(357e) Third-Generation Sequencing of 12-Letter DNA (ATGCBSPZXKJV) | AIChE

(357e) Third-Generation Sequencing of 12-Letter DNA (ATGCBSPZXKJV)

Authors 

Marchand, J. A., University of California, Berkeley
4-letter DNA (A, T, G, C) as found on Earth is the fundamental biomolecule for the storage, transfer, and evolution of biological information. While Nature has limited itself to the four building blocks, the Watson-Crick framework theoretically allows up to 12 DNA bases. Xenonucleic acids are chemically synthesized nucleic acid analogs that expand the existing alphabet, probing the limits of natural biology and nucleic acid technologies. With additional biochemical properties, xenonucleic acids hold great potential for a new generation of therapeutics, diagnostics, and biomaterials. However, molecular tools for xenonucleic acid manipulation lag decades behind tools available for standard bases.
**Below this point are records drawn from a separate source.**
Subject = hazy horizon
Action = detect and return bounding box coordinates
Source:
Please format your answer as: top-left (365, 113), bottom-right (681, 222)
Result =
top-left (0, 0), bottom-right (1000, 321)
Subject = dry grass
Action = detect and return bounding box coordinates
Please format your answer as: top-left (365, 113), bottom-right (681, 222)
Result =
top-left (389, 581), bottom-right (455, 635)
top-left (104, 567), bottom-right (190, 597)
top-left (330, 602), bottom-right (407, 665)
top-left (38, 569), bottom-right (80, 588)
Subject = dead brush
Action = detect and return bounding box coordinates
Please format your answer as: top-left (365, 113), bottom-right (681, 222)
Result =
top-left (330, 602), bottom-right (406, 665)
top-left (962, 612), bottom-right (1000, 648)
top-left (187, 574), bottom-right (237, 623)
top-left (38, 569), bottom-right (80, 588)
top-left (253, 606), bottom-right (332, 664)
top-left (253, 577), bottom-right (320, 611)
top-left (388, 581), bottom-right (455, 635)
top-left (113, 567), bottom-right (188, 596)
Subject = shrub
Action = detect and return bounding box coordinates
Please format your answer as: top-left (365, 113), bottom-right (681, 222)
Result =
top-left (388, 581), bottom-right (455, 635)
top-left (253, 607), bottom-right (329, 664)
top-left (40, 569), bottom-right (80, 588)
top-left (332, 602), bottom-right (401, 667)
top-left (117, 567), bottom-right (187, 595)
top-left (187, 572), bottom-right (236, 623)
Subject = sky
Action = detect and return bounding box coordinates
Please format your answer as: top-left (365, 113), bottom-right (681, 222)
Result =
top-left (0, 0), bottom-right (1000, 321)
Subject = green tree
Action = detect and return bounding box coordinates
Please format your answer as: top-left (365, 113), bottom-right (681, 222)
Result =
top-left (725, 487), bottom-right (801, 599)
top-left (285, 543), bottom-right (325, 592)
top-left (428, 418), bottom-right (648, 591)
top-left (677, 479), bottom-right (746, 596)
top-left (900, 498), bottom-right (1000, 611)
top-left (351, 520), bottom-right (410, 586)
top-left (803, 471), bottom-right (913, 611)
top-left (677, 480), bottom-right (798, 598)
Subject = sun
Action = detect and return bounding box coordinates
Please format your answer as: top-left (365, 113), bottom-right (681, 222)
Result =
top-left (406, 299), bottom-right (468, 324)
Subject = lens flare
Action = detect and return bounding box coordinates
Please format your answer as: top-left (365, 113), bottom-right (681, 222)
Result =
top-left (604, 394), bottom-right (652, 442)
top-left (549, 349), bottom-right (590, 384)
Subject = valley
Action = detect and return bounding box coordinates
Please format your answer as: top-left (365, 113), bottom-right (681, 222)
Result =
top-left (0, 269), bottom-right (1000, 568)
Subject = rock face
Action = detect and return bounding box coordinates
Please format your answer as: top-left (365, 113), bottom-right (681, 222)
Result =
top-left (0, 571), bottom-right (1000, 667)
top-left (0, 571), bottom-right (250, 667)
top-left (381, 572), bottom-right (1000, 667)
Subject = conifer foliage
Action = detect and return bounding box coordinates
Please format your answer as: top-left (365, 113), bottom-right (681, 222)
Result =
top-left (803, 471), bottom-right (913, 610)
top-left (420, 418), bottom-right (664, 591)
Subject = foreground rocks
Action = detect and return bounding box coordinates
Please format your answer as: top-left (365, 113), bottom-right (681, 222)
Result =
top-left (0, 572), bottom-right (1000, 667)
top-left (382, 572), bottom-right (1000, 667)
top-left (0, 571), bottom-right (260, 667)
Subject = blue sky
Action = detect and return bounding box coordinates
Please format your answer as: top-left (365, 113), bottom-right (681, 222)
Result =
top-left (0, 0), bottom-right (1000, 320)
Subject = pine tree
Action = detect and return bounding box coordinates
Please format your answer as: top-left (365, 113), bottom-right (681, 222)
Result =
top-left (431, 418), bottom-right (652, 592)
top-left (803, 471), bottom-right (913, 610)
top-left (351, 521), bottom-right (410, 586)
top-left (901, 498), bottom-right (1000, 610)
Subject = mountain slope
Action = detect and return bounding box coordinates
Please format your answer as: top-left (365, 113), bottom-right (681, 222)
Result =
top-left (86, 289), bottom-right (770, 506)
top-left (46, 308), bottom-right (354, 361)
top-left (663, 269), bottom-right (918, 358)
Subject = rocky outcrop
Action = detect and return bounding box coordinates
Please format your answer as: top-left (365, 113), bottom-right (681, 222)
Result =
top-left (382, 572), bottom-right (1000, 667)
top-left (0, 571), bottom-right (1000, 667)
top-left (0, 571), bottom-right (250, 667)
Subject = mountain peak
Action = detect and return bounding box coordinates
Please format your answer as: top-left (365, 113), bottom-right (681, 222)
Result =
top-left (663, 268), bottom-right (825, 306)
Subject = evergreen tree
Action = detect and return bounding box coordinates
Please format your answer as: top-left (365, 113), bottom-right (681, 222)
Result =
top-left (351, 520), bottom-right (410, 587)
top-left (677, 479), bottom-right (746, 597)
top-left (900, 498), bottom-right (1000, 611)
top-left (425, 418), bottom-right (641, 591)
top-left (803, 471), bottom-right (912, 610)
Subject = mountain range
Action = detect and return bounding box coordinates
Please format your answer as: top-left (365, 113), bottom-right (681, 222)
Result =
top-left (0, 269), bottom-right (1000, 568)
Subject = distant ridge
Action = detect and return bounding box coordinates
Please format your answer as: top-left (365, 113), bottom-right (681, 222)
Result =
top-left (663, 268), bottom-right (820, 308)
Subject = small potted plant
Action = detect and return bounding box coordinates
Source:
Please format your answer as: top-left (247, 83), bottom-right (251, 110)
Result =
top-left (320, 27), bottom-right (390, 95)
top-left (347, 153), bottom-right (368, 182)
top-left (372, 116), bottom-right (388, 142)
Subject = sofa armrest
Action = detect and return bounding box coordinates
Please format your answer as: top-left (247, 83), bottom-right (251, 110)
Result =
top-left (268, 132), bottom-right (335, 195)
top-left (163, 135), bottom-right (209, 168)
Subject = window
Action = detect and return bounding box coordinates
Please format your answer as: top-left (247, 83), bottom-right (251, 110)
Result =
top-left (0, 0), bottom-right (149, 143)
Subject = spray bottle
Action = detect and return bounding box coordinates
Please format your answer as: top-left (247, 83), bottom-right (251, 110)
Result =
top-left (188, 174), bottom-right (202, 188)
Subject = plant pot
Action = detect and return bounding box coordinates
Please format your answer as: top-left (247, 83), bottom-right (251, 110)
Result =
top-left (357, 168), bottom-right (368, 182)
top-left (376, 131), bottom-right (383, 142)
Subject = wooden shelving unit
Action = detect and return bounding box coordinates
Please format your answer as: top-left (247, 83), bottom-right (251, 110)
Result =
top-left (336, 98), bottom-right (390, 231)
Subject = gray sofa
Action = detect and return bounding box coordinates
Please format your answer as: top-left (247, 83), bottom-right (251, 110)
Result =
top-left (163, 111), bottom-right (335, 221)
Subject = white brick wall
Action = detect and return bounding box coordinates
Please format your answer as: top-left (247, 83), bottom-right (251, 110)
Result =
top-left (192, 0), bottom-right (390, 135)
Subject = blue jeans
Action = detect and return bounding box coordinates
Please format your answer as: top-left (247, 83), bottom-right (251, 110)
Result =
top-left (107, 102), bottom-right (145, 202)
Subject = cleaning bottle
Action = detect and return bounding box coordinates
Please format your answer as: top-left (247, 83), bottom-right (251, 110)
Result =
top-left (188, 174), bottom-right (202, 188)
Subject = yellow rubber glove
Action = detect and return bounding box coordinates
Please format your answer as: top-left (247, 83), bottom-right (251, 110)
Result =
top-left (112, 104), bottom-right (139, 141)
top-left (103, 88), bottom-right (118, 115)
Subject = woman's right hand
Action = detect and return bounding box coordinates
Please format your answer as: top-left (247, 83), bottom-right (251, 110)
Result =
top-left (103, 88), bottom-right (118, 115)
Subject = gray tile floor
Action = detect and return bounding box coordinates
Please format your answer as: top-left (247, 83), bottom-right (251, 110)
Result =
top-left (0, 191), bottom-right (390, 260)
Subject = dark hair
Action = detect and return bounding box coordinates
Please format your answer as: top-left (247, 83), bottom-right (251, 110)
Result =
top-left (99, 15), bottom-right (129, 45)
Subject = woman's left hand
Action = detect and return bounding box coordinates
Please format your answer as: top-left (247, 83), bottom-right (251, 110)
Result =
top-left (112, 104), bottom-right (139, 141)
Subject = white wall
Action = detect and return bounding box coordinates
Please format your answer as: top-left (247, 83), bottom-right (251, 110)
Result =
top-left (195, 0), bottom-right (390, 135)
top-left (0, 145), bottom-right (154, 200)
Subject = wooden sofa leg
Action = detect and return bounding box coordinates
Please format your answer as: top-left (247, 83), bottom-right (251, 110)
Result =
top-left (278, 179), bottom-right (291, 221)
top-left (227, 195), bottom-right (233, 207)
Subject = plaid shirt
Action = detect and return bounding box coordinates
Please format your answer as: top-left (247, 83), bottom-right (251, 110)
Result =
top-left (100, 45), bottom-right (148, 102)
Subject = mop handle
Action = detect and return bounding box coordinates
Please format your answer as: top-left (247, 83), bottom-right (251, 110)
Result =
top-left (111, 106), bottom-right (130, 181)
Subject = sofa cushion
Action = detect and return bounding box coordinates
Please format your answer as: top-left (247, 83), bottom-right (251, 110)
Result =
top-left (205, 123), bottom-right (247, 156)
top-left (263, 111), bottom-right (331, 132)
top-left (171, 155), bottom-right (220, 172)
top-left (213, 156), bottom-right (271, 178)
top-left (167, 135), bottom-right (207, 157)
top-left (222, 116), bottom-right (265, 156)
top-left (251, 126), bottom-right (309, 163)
In this work, we present methods for sequencing DNA with 12 hydrogen-bonding nucleobases (A, T, G, C, B, S, P, Z, X, K, J, V). Diverse DNA libraries are used to build models for commercial nanopore sequencing platforms, and we develop a software package to readily basecall the individual xenonucleotides. Finally, we show first-time sequencing of 12-letter DNA, demonstrating that our models are able to discern this expanded alphabet. The strategies described here are versatile and cost-efficient, expanding the molecular toolset to work with modified nucleotides and bringing supernumerary genetics closer to robust use in biotechnologies and synthetic biology.